Our “Summer Reading” Courtesy of the SEC
By David Feldman at 8 July, 2007, 7:55 pm
Greetings blogees from the City of Brotherly Love where I am to visit my issue (as we lawyers say).
SEC Division of Corporation Finance chief John White promised back in April that the new proposals to help smaller public companies would be ready for our “summer reading.” True to his word, after the May 23 announcement of the highlights of the rule proposals, five of the six rule proposals can now be found on the SEC website at http://www.sec.gov/rules/proposed.shtml.
The proposals are:
1. Smaller Reporting Company Regulatory Relief and Simplification - this is the elimination of Regulation S-B and migration of all issuers to the original Regulation S-K disclosure system and forms while maintaining scaled disclosure for smaller public companies
2. Exemption of Compensatory Employee Stock Options from Registration under Section 12(g) of the Securities Exchange Act of 1934 - this allows a private company to issue many hundreds of options to employees without accidentally crossing the line requiring them to become a reporting company.
3. Electronic Filing and Simplification of Form D - they are proposing to streamline Form D in Regulation D transactions and to permit its filing electronically.
4. Revisions to Rule 144 and Rule 145 to Shorten Holding Period for Affiliates and Non-Affiliates- this is the big one which shortens the Rule 144 holding period in most cases to six months. The proposal includes significant relief from the Worm/Wulff restrictions on holders of shell shares, suggesting that they can use Rule 144 no later than six months after a reverse merger.
5. Revisions to the Eligibility Requirements for Primary Securities Offerings on Forms S-3 and F-3 - also big, this permits any reporting company to do a “shelf registration” of shares to be issued in the future, but only a primary offering of up to 20% of the company’s float in any 12-month period.
The last proposal, relating to a new class of “super accredited” investor and allowing limited advertising and solicitation, should be out in the next few days.
If I have not said it enough before, one cannot overstate the importance and significance of these proposals to the PIPE and reverse merger worlds, as well as all smaller public issuers. While Rule 415 is still a factor (see most recent blog entry below), this is indeed the dawn of a new era in the small and microcap world.
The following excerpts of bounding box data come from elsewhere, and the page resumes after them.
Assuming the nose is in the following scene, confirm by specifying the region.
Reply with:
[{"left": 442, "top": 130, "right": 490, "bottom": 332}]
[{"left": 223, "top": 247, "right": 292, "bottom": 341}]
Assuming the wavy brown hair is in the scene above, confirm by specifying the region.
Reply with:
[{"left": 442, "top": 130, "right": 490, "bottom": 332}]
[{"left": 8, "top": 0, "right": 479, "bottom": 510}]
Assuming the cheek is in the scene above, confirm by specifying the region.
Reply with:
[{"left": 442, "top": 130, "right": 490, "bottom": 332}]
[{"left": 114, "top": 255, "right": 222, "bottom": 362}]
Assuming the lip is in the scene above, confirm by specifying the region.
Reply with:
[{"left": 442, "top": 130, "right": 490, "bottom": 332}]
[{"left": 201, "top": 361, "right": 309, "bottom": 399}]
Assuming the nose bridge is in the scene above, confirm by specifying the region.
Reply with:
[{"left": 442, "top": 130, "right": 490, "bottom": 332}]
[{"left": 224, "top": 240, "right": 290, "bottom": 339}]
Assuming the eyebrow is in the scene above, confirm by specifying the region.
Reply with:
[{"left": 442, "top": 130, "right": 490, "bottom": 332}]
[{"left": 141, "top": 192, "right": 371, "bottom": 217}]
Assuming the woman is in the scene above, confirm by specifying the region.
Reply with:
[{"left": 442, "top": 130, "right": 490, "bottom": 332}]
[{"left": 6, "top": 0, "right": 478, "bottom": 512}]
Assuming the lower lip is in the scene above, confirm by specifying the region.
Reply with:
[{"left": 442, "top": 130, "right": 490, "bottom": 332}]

Now we have a job to do faithful blogees. Two things. First, we must make sure that the SEC receives as many helpful comments as possible. The comment procedure for each proposal is listed right below the actual proposal on the SEC site, and in general we have 60 days from when the proposals are published in the Federal Register (assume you must finish by mid-late August).
Some may comment on the fact that they are proposing tolling the 144 holding period for any time that a holder is hedging the stock, which could hurt some PIPE players. Others may feel that limitation on the proposed S-3 availability for one year after being a shell is worthy of comment. Still others may suggest that an adjustment to and codification of the Rule 415 interpretation accompany these dramatic proposals. The Worm/Wulff relief, while dramatic, seems to suggest that some should have the ability to sell in as little as 90 days, but in fact 144 does not in practicality kick in until 6 months. This should be clarified.
Second, and this is the real big one. We all have to step up and make sure that those whose abuse of the rules and system led to the crackdown on the penny stock world 17 years ago do not, once again, rear their heads to ruin it for all of us. This is part of what caused the Rule 415 mess in the first place; the fact that a few extreme players took things too far, resulting in the SEC taking action that hurt everyone, even those playing well with others.
I remember as a kid in sleepaway camp that everyone in the bunk or group was expected to be responsible for everyone else. If one kid misbehaved, the entire bunk was punished. Was that fair? Not totally. Did it encourage strong group support and dynamics? Yes. Do we need to do that on Wall Street? No. However, unfortunately regulators often take an approach that swings a pendulum far in a direction opposite where a problem occurred (e.g. Sarbanes-Oxley) to hurt a much larger group than the group which was bad.
The SEC’s resources are limited. My hope is that each of us who want to preserve not only the ability to get these proposals passed, but to make sure that the SEC does not regret doing so, will stay on the high road. Do your best to avoid doing business with shady characters. Do background checks on potential business partners. Be careful of Footnote 32 shells which look legitimate (see prior entries). If you see an extreme player, don’t hesitate to contact the SEC; their Enforcement Division will take anonymous tips.
As we expand what some are calling the golden age of reverse mergers and APOs, there is more than enough money to be made in taking companies public without cutting corners and breaking the rules. High road, high road, high road folks.